"I'm educated, too," she continued. "I taught school one term up in Waukesha County. I know how to spell—you ought to see how some of those girls write out their notes. And I can punctuate—semicolons just as easy as anything else. Say, do you know Mrs. Granger S. Bates?"

"I've seen her name in the papers," said Ogden, emptying his glass and feeling in his pocket for his handkerchief.

"Sorry we don't give napkins. Well, she was a school-teacher, and look at her now. I went by her house on Calumet Avenue last Sunday. She's got about everything. She is one of the patronesses of the Charity Ball. Still, I suppose she must be getting along in years—her husband has come to be the Lord High Muck-a-muck of Most Everything; I've read about him for years. Hope I haven't got to wait till I'm fifty to have a good time."

Ogden was shuffling his feet on the floor.

"Won't you have another piece of pie? No? Well, try a cream-puff, then; it'll be my treat. And do take time with it. Anything but fifty men eating away like a house afire."

Only one other customer remained. The Swede girl began to collect the cream-jugs.

"I don't care so extra much about Mrs. Bates, though. But there's Mrs. Arthur J. Ingles, three-hundred-and-something Ontario Street—do you know her? Now there's a woman that interests me. She's in the papers every day; she goes everywhere. She's 'way up, I guess; I'd be wild if she wasn't. She was at a dance last Tuesday, and she gave a reception the day before, and her sister is going to be married nest month.

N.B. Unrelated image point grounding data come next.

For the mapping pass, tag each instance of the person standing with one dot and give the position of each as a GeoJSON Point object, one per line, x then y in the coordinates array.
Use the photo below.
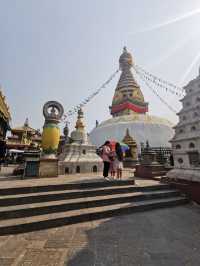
{"type": "Point", "coordinates": [119, 160]}
{"type": "Point", "coordinates": [105, 157]}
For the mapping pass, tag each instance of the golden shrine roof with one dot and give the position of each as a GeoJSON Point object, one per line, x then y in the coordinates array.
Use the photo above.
{"type": "Point", "coordinates": [4, 109]}
{"type": "Point", "coordinates": [24, 128]}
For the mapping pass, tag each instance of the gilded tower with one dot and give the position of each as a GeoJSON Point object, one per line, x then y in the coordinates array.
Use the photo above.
{"type": "Point", "coordinates": [128, 97]}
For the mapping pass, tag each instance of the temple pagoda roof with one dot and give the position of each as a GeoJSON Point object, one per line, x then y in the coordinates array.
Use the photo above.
{"type": "Point", "coordinates": [24, 128]}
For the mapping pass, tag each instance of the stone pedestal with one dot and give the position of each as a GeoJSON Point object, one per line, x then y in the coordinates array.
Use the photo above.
{"type": "Point", "coordinates": [129, 162]}
{"type": "Point", "coordinates": [48, 167]}
{"type": "Point", "coordinates": [150, 170]}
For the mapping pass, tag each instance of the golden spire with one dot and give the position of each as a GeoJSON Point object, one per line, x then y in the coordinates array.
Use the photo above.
{"type": "Point", "coordinates": [79, 123]}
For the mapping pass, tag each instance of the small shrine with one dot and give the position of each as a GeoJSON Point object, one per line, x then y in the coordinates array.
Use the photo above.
{"type": "Point", "coordinates": [149, 167]}
{"type": "Point", "coordinates": [78, 155]}
{"type": "Point", "coordinates": [131, 156]}
{"type": "Point", "coordinates": [186, 141]}
{"type": "Point", "coordinates": [5, 118]}
{"type": "Point", "coordinates": [24, 138]}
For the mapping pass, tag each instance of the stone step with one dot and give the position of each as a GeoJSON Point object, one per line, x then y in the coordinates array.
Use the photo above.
{"type": "Point", "coordinates": [29, 210]}
{"type": "Point", "coordinates": [61, 187]}
{"type": "Point", "coordinates": [35, 223]}
{"type": "Point", "coordinates": [21, 199]}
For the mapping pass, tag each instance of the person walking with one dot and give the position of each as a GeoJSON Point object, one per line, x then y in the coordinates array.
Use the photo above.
{"type": "Point", "coordinates": [119, 160]}
{"type": "Point", "coordinates": [105, 157]}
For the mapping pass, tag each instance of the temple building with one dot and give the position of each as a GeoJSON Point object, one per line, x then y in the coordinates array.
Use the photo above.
{"type": "Point", "coordinates": [24, 138]}
{"type": "Point", "coordinates": [5, 118]}
{"type": "Point", "coordinates": [78, 155]}
{"type": "Point", "coordinates": [129, 110]}
{"type": "Point", "coordinates": [186, 141]}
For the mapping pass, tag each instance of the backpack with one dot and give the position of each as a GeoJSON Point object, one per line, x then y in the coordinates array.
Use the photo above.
{"type": "Point", "coordinates": [100, 151]}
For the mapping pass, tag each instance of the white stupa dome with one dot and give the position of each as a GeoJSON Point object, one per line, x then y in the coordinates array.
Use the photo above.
{"type": "Point", "coordinates": [142, 127]}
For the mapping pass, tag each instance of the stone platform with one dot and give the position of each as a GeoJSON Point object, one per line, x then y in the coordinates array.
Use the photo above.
{"type": "Point", "coordinates": [159, 237]}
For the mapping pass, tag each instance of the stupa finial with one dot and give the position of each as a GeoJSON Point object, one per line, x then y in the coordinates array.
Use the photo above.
{"type": "Point", "coordinates": [26, 123]}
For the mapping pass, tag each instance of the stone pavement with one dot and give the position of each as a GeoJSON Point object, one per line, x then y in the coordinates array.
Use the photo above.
{"type": "Point", "coordinates": [159, 237]}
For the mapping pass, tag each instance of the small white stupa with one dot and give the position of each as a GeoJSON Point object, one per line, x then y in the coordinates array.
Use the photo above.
{"type": "Point", "coordinates": [78, 154]}
{"type": "Point", "coordinates": [186, 141]}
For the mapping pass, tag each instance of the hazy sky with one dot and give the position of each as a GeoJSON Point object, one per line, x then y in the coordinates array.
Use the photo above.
{"type": "Point", "coordinates": [63, 50]}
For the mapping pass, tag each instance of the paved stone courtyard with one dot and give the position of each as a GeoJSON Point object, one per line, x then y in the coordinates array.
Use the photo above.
{"type": "Point", "coordinates": [154, 238]}
{"type": "Point", "coordinates": [159, 237]}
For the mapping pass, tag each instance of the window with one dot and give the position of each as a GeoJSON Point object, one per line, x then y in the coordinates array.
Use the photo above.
{"type": "Point", "coordinates": [191, 145]}
{"type": "Point", "coordinates": [78, 169]}
{"type": "Point", "coordinates": [178, 146]}
{"type": "Point", "coordinates": [180, 160]}
{"type": "Point", "coordinates": [94, 169]}
{"type": "Point", "coordinates": [195, 114]}
{"type": "Point", "coordinates": [66, 170]}
{"type": "Point", "coordinates": [194, 158]}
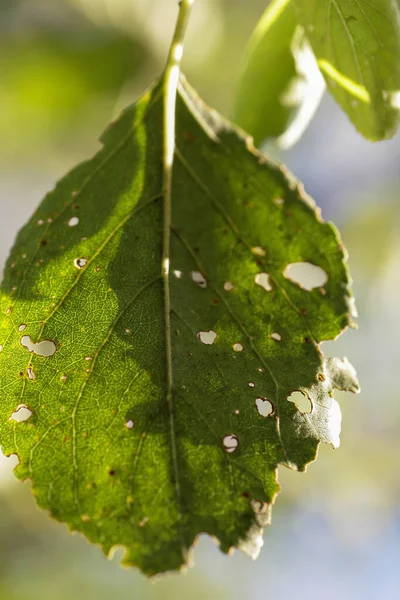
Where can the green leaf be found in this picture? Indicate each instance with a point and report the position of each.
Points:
(357, 44)
(280, 85)
(141, 434)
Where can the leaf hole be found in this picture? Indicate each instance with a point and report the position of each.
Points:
(230, 442)
(258, 251)
(263, 280)
(207, 337)
(45, 348)
(238, 347)
(264, 407)
(21, 414)
(301, 401)
(306, 275)
(30, 373)
(199, 278)
(80, 263)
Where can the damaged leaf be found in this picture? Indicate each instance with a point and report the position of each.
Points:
(280, 86)
(357, 45)
(145, 425)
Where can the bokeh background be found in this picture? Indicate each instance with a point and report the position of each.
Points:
(67, 67)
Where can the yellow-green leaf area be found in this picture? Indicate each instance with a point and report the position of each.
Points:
(113, 447)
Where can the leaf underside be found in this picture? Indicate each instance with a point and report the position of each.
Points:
(106, 452)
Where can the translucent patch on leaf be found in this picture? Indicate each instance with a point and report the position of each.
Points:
(276, 336)
(342, 374)
(207, 337)
(45, 348)
(199, 278)
(80, 263)
(30, 373)
(21, 414)
(253, 542)
(230, 442)
(306, 275)
(258, 251)
(259, 507)
(264, 407)
(302, 402)
(262, 279)
(117, 553)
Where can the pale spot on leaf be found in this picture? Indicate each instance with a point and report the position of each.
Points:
(302, 402)
(262, 279)
(230, 442)
(306, 275)
(199, 278)
(45, 348)
(207, 337)
(80, 263)
(276, 336)
(264, 407)
(30, 373)
(21, 414)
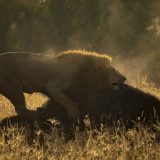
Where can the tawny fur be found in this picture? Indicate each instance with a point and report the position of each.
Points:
(29, 72)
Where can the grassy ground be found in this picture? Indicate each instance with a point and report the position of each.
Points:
(109, 144)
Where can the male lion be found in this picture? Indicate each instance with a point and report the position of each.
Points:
(51, 75)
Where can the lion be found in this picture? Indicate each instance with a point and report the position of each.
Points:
(51, 75)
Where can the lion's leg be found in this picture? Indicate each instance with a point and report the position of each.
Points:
(55, 92)
(12, 89)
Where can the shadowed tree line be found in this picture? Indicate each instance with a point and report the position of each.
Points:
(118, 27)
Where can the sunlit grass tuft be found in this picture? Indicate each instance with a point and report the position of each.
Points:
(108, 143)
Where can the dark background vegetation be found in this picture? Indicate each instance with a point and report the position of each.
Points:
(127, 30)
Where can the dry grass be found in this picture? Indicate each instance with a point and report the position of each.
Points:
(108, 144)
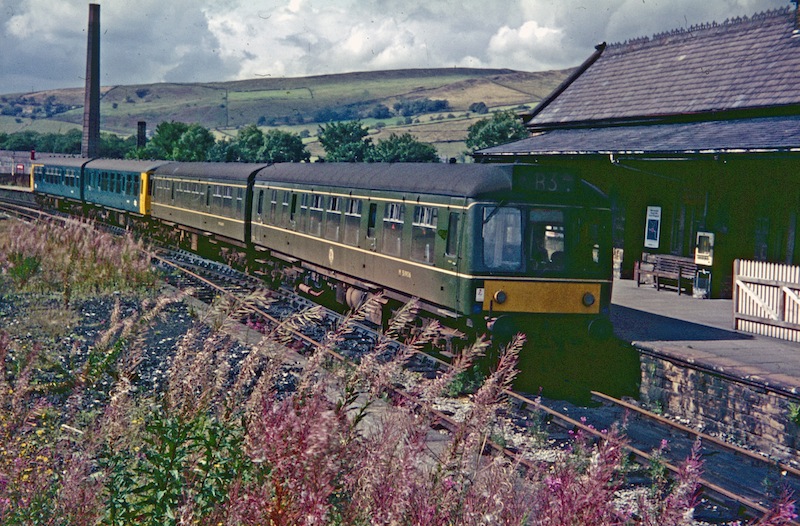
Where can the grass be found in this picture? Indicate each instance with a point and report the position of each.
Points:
(226, 439)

It's easy to follow folks since the papers began to print their names all bunched up the way they do, and Mrs. Arthur J. is one that I've followed pretty close. She must be young—I never see his name except with hers. I guess he's just a society dude. Well, dudes are all right; you've got to have 'em in a big town. You wouldn't have the whole million and a half of us be grubbers?"

"I suppose not."

"She gave a dinner last week. Covers were laid for ten—what does that mean?"

"Probably that she and her husband had eight people."